Et concernant l'étudiante, "les enquêteurs pensent que les tueurs se sont trompés de cible", précise-t-elle.

Puis les professeures inscrivent "mafia" au tableau et le flot des mots des élèves déferle: "Trafic de drogue, organisation criminelle, assassinat, vol, armes, braquage, meurtre, secret, riche, argent, vengeance, caché, méchant, illégal, tueur, police, identité, nourrice, enquête, violence, menace, leader, parrain, racket, international, chantage, représailles, rançon, peur, menace, prison, témoin, interrogatoire, injuste".

Les élèves rédigent alors en duo "leur propre définition" de la mafia à l'aide de ce "nuage de mots".

- Citoyen de demain -

Puis se penchent sur la "définition officielle" retenue par l'académie et énoncée par le conseil économique, social, environnemental et culturel de Corse: "tout groupement formé en bande organisée établi en vue d'infiltrer la société civile et les institutions en usant de toutes formes de violences (physiques ou morales), de corruption, de contraintes (...) pour commettre des crimes et des délits ou pour influer sur les choix individuels ou collectifs des citoyens, et/ou des décideurs, et/ou des élus, et de la société corse".

"C'est quoi la corruption ?", demande une élève. "C'est donner de l'argent pour obtenir une faveur. Par exemple, tu me donnes 200 euros et je te mets une bonne note", répond malicieusement la professeure.

Un reportage vidéo de l'AFP, diffusé par le quotidien Le Monde, sur la manifestation antimafia du 15 novembre à Ajaccio est projeté.

Les deux collectifs antimafia, Massimu Susini et "Maffia no, a vita ié" (non à la mafia, oui à la vie: NDLR) ont été créés "pour essayer d'organiser la lutte contre la mafia" dans l'île, précisent les professeures, indiquant que 18 assassinats et 16 tentatives ont eu lieu en 2024 et que ces dernières années "17 chefs d'entreprise et 12 élus" y ont été assassinés.

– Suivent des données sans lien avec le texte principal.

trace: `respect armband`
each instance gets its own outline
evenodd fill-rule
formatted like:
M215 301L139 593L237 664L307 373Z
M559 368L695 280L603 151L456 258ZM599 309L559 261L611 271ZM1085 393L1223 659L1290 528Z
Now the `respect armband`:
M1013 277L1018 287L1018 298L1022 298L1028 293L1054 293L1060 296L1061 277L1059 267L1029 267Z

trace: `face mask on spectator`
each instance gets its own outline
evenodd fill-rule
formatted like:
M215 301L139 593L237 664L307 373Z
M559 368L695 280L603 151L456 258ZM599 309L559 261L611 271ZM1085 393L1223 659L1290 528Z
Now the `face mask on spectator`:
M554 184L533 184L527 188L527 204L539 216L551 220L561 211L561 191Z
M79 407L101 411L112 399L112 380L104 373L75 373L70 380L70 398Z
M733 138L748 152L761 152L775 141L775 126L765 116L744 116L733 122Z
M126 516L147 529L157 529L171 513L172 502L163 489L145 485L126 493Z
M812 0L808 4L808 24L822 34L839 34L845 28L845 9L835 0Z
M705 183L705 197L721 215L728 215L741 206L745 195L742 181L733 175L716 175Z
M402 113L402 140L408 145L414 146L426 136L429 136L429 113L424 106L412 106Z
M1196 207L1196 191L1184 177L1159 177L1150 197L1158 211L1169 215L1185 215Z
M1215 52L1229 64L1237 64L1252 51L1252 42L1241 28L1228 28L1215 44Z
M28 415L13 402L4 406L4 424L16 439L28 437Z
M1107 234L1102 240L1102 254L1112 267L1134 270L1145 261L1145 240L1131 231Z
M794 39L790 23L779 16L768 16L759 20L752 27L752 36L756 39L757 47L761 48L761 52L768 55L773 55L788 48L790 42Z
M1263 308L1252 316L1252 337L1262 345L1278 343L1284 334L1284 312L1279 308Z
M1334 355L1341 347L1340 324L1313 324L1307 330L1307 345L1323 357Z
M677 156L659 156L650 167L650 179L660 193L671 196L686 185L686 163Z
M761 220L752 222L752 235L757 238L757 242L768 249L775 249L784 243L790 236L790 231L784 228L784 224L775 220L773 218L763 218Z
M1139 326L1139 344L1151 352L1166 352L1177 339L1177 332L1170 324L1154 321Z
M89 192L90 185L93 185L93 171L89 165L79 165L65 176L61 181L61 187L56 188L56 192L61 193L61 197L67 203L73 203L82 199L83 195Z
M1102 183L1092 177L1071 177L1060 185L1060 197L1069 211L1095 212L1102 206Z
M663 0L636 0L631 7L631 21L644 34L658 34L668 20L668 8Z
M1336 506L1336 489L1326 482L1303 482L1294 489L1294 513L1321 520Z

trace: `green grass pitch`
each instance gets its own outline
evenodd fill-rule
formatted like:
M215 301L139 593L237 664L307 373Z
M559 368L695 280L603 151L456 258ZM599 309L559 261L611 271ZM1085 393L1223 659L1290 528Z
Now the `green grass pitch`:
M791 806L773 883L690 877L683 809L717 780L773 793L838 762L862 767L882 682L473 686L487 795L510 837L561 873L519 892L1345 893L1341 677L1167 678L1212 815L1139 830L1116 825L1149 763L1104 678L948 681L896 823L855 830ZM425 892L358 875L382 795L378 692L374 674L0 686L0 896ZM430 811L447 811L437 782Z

Quel droit fondamental menace la mafia ? "Le droit d'être en sécurité", avance une petite voix. "La liberté d'entreprendre", propose un autre.

"Jamais, on ne pensait qu'ils en savaient autant", a ensuite confié aux journalistes -qui n'ont pas pu échanger avec les élèves- Cathy Albertini-Muracciole, la professeure de français qui travaille à "former le citoyen de demain".

"Ce n'est pas surprenant, ils vivent dans la société corse, ils en font partie, ils ne sont ni aveugle ni sourd", ajoute sa collègue, Anna Arrighi, pour qui "le but" de "ces cours-là est qu'ils puissent apprendre à réfléchir et comprendre la société dans laquelle ils vivent".